If this is TikTok’s last Christmas in America, it’s not going out quietly.

The social media platform’s shopping arm, TikTok Shop, has seen heavy levels of consumer spending so far this holiday shopping season, Reuters reported Saturday (Dec. 7), citing its own analysis of spending patterns measured by data firm Facteus.

That data showed U.S. spending on TikTok Shop surpassing spending on Shein and Temu in the seven days leading up to Cyber Monday. According to Reuters, Facteus said its data comes from 140 million consumer debit and credit cards accounting for 7% to 10% of all U.S. spending.

In late November, TikTok Shop announced that its sales had reached $100 million on Black Friday, after previously revealing that the number of people purchasing goods on TikTok Shop each month had nearly tripled. 

However, the company’s future in the U.S. is uncertain, as a ban on TikTok is set to kick in next month unless its China-based owner ByteDance divests itself of the company.

ByteDance has been fighting the ban in court, and lost a battle in that war last week when a U.S. appeals court ruled that the law requiring it to sell TikTok does not violate the First Amendment. The ruling means the ban will go into effect unless the app is sold or the Supreme Court steps in.

“The First Amendment exists to protect free speech in the United States,” Judge Douglas Ginsburg wrote for the panel, per a Bloomberg News report. “Here the government acted solely to protect that freedom from a foreign adversary nation and to limit that adversary’s ability to gather data on people in the United States.”
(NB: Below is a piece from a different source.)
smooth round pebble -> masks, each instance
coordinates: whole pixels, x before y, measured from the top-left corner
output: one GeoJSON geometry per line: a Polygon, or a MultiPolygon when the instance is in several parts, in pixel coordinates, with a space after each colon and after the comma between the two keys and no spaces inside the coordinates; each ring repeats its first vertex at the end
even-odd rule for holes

TikTok said in a statement on the decision that it expects the Supreme Court to protect “Americans’ right to free speech” on this issue as the court has done historically.

“Unfortunately, the TikTok ban was conceived and pushed through based upon inaccurate, flawed and hypothetical information, resulting in outright censorship of the American people,” the statement said. 

If the ban does go into effect, merchants in the U.S. will be among those who suffer, Erik Huberman, CEO of marketing agency Hawke Media, which has clients selling goods through the platform, told Reuters.

“TikTok Shop is a new distribution channel and brands are doing really well on it,” Huberman said. “Honestly, there isn’t an alternative. It will be a lost revenue stream.”